Moreover, the sellers of these clubs would often get hit with a massive tax bill if they took the entire purchase price in cash on day 1, and therefore, they are often happy to provide seller financing in exchange of a relatively modest interest rates, especially since they see RICK as a safe borrower due to its large scale and reputation.

For RICK, it is fantastic because it means that it does not need to put much cash into its acquisition. The cash-on-cash return will be phenomenal since it is acquiring ~$5 million of EBITDA! After interest expense, the return would be 30%+ since it is only investing $10 million.

Where else can you get such returns?

An even better question: where else can you get such returns from a relatively defensive asset? (High-quality, moated, recession-resistant strip club that enjoys high margins and barrier to entry due to licenses.)

I don’t know any other investment with such an attractive risk-to-reward and this is why I like RICK so much.

And the best part is that RICK can do many of these deals since it had $40 million of cash on hand. Moreover, RICK is currently generating about $1.5 million of free cash flow each week that passes. About half of that goes into buybacks at the moment because the management believes that its share price is too cheap, but it leaves nearly $1 million each week, which will build up over time, and will allow RICK to pursue even more acquisitions.

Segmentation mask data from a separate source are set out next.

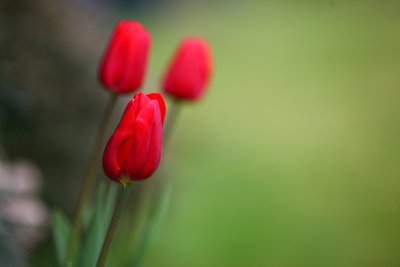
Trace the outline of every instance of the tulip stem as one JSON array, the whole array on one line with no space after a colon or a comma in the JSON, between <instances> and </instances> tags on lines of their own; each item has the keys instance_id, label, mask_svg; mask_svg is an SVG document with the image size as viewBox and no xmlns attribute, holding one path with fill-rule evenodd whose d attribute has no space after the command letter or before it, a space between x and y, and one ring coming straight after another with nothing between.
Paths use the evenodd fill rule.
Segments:
<instances>
[{"instance_id":1,"label":"tulip stem","mask_svg":"<svg viewBox=\"0 0 400 267\"><path fill-rule=\"evenodd\" d=\"M119 190L119 196L117 203L115 204L114 213L111 218L110 225L108 226L107 234L103 242L103 246L101 248L100 256L97 259L96 267L103 267L106 263L108 251L110 250L111 242L114 237L115 229L117 228L119 218L121 217L121 212L125 205L126 200L128 199L131 185L126 184L121 186Z\"/></svg>"},{"instance_id":2,"label":"tulip stem","mask_svg":"<svg viewBox=\"0 0 400 267\"><path fill-rule=\"evenodd\" d=\"M83 178L83 185L80 191L78 204L74 214L74 221L72 225L71 235L68 241L67 258L65 266L71 266L74 261L75 251L81 231L82 214L85 205L88 203L95 181L96 166L100 157L101 148L103 146L105 134L111 123L113 111L117 103L118 95L111 93L104 110L103 117L100 122L99 131L97 134L96 142L92 150L92 155L87 165L85 176Z\"/></svg>"},{"instance_id":3,"label":"tulip stem","mask_svg":"<svg viewBox=\"0 0 400 267\"><path fill-rule=\"evenodd\" d=\"M169 145L172 135L172 129L175 127L177 119L180 114L180 110L182 108L182 102L179 100L173 100L169 110L167 112L167 118L164 127L163 133L163 147L166 148ZM150 208L146 210L147 216L144 229L142 235L139 240L138 247L133 254L132 261L130 262L131 267L139 267L143 261L146 249L148 248L149 242L152 239L153 233L159 222L163 219L164 211L168 208L168 204L171 197L171 190L173 189L173 183L171 180L161 179L158 177L158 185L152 184L151 187L148 188L150 191ZM160 190L157 190L160 187ZM143 194L143 197L146 197L146 194ZM144 203L145 201L141 201Z\"/></svg>"}]
</instances>

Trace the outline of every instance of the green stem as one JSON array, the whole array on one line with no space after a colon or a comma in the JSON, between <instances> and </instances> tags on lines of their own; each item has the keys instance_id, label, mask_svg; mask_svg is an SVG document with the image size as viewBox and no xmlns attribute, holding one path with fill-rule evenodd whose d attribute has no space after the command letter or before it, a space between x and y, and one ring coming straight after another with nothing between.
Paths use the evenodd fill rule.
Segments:
<instances>
[{"instance_id":1,"label":"green stem","mask_svg":"<svg viewBox=\"0 0 400 267\"><path fill-rule=\"evenodd\" d=\"M169 110L167 111L167 119L164 126L163 133L163 146L166 148L169 145L172 135L172 129L175 127L178 116L180 114L182 103L178 100L174 100L171 103ZM159 177L160 178L160 177ZM161 190L157 190L156 186L159 186ZM159 179L159 184L153 184L148 190L150 190L150 208L145 210L147 212L147 219L144 224L144 229L139 241L139 246L133 255L133 260L130 262L132 267L139 267L143 261L148 244L153 236L157 221L161 220L163 211L167 208L170 192L172 189L171 181L165 181ZM143 194L145 197L146 194ZM142 203L145 201L141 201Z\"/></svg>"},{"instance_id":2,"label":"green stem","mask_svg":"<svg viewBox=\"0 0 400 267\"><path fill-rule=\"evenodd\" d=\"M96 142L92 150L89 164L87 166L85 176L83 178L83 185L79 195L78 205L75 210L74 221L72 225L71 236L68 241L67 258L65 266L71 266L74 261L75 250L81 231L82 213L85 205L88 203L95 181L95 173L98 159L100 157L101 148L104 143L105 134L111 123L113 111L117 103L118 95L111 93L108 99L103 118L100 122L99 131L97 134Z\"/></svg>"},{"instance_id":3,"label":"green stem","mask_svg":"<svg viewBox=\"0 0 400 267\"><path fill-rule=\"evenodd\" d=\"M130 184L124 185L119 192L117 204L114 209L113 216L111 218L110 225L108 226L107 235L104 239L103 247L101 248L100 256L97 260L96 267L103 267L106 263L108 251L110 250L111 242L114 237L115 229L117 228L121 212L125 205L126 199L129 196Z\"/></svg>"}]
</instances>

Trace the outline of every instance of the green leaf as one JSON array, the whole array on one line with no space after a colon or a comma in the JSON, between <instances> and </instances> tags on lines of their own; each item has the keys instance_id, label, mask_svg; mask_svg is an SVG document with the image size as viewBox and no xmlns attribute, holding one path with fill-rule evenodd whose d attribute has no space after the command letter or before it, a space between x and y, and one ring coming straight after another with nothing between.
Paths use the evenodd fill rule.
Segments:
<instances>
[{"instance_id":1,"label":"green leaf","mask_svg":"<svg viewBox=\"0 0 400 267\"><path fill-rule=\"evenodd\" d=\"M103 245L116 197L116 191L113 188L108 188L106 193L105 187L105 183L101 183L96 194L92 217L84 235L83 246L79 251L78 266L80 267L95 266Z\"/></svg>"},{"instance_id":2,"label":"green leaf","mask_svg":"<svg viewBox=\"0 0 400 267\"><path fill-rule=\"evenodd\" d=\"M68 239L71 232L71 223L61 210L54 210L51 215L51 229L55 244L58 264L61 266L65 261Z\"/></svg>"},{"instance_id":3,"label":"green leaf","mask_svg":"<svg viewBox=\"0 0 400 267\"><path fill-rule=\"evenodd\" d=\"M83 212L82 212L82 229L88 229L89 224L91 222L91 219L93 217L94 210L90 203L86 203L86 205L83 206Z\"/></svg>"}]
</instances>

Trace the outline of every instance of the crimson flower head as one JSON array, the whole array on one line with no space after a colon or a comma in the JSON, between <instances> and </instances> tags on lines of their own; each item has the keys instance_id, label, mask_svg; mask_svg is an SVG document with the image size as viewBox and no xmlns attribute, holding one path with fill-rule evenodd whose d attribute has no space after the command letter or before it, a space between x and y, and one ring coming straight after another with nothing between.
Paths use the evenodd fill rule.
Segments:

My point here is that RICK does not need to raise any equity to grow rapidly. If it can close just a few such deals each year, RICK can grow its FCF by 20%+. Meanwhile, it is also continuing to build and franchise its Bombshells sports bar concept, it buys back stock with a very high FCF yield, and it is also developing other businesses like its own version of OnlyFans (Admireme) and its own NFT that provides perks at its clubs to attract the younger crowd. This is all additional growth.

How much are we paying for this growth opportunity?

They are exiting the year with ~$100m of EBITDA as a run rate, potentially more once you take this acquisition into account. If you remove ~$10 for taxes, ~$5 for maintenance capex, ~$8 interest expenses, and you get near ~$80 million of FCF.

The current market cap is $520 million so we are paying just 7.5x FCF.

Now imagine if they can keep growing at 20%+ for another 5 years and during the same time, its FCF multiple grows to 15x FCF. That would more than 4x your money.